Das direkte Gespräch bleibt das A und O in der Bewerbungsphase. Gleichzeitig haben sich auch hier die Vorzeichen verändert. Früher stand das Gespräch für viele Unternehmen unter dem Motto, „Wir prüfen, ob ein*e Bewerber*in für uns geeignet ist“. Heute muss ich außerdem dafür werben, was das Unternehmen attraktiv macht. Es ist nicht nur wichtig für die spätere Zusammenarbeit, sondern auch ein Zeichen von Wertschätzung, herauszufinden, was die Bewerber*innen sich in ihrem Berufsalltag vorstellen. Das alles in einem Gespräch einzubinden, ist eine echte Herausforderung, und hat Auswirkungen auf die Gestaltung des Interviews. Das sollte in bestimmten Etappen zu einzelnen Zielen führen und sowohl das Unternehmen darstellen, als auch herausfinden, ob eine Person als neue*r Mitarbeiter*in geeignet ist.
Was ist wichtig für den Kontakt nach dem Bewerbungsgespräch?

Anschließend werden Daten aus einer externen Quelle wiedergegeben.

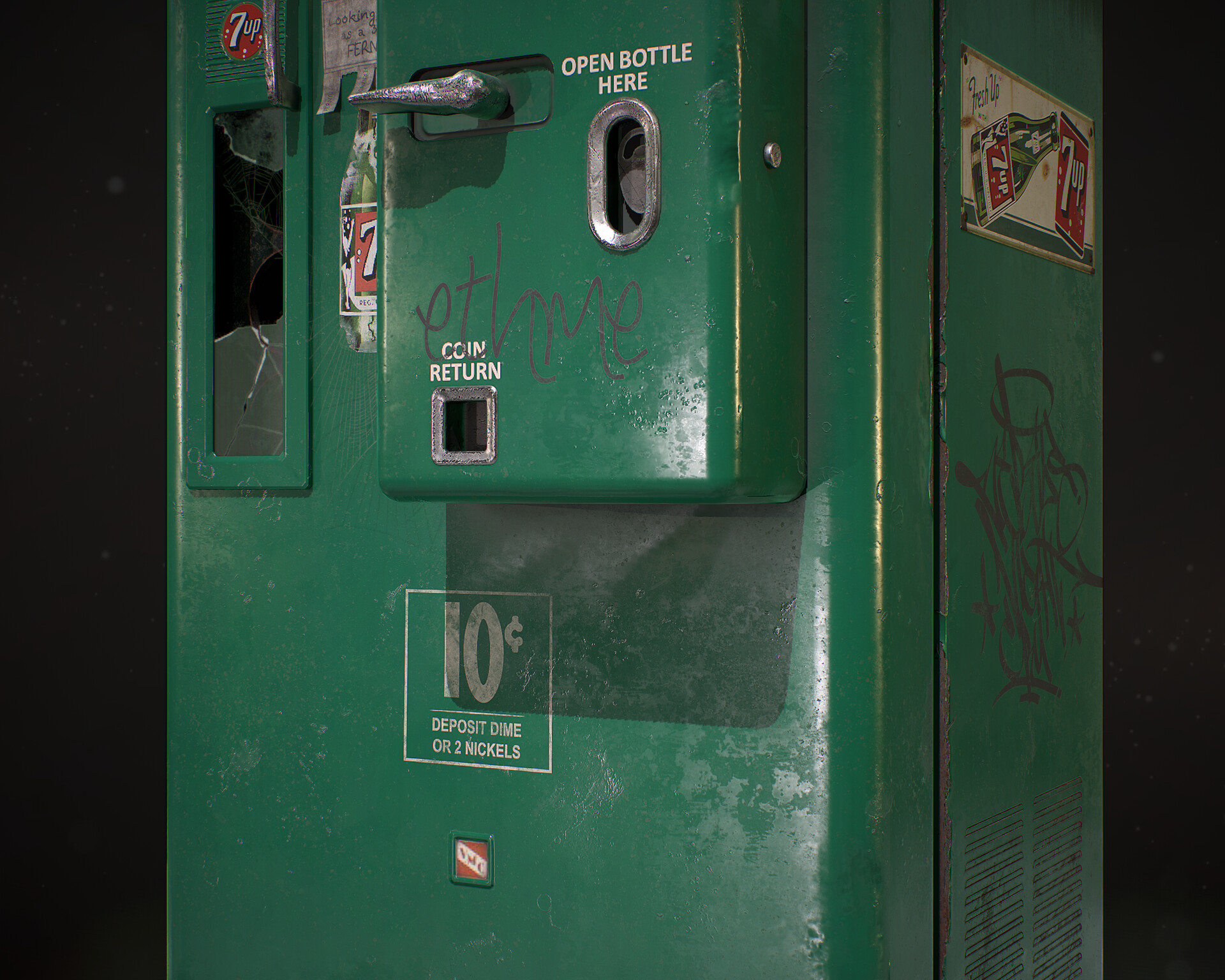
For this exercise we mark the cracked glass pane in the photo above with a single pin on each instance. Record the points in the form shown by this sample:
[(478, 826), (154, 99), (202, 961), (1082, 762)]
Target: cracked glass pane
[(249, 283)]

Transparenz und Verlässlichkeit sind wichtig – klar zu kommunizieren, bis wann die Entscheidung fällt und welche weiteren Schritte folgen. Es kann helfen, auch nach einer Zusage bis zur Vertragsunterzeichnung den Kontakt aufrecht zu halten. Schließlich befinden sich die Unternehmen in einer Konkurrenzsituation und laufen Gefahr, dass ein*e Bewerber*in noch abspringt. Ein Anruf mit weiteren Infos oder eine Postkarte von der Abteilung, die sich auf die Zusammenarbeit freut, kann viel ausmachen und von Anfang an ans Unternehmen binden. Ebenso das Onboarding, denn starke Anfänge schaffen langfristige Bindung von neuen Mitarbeiter*innen.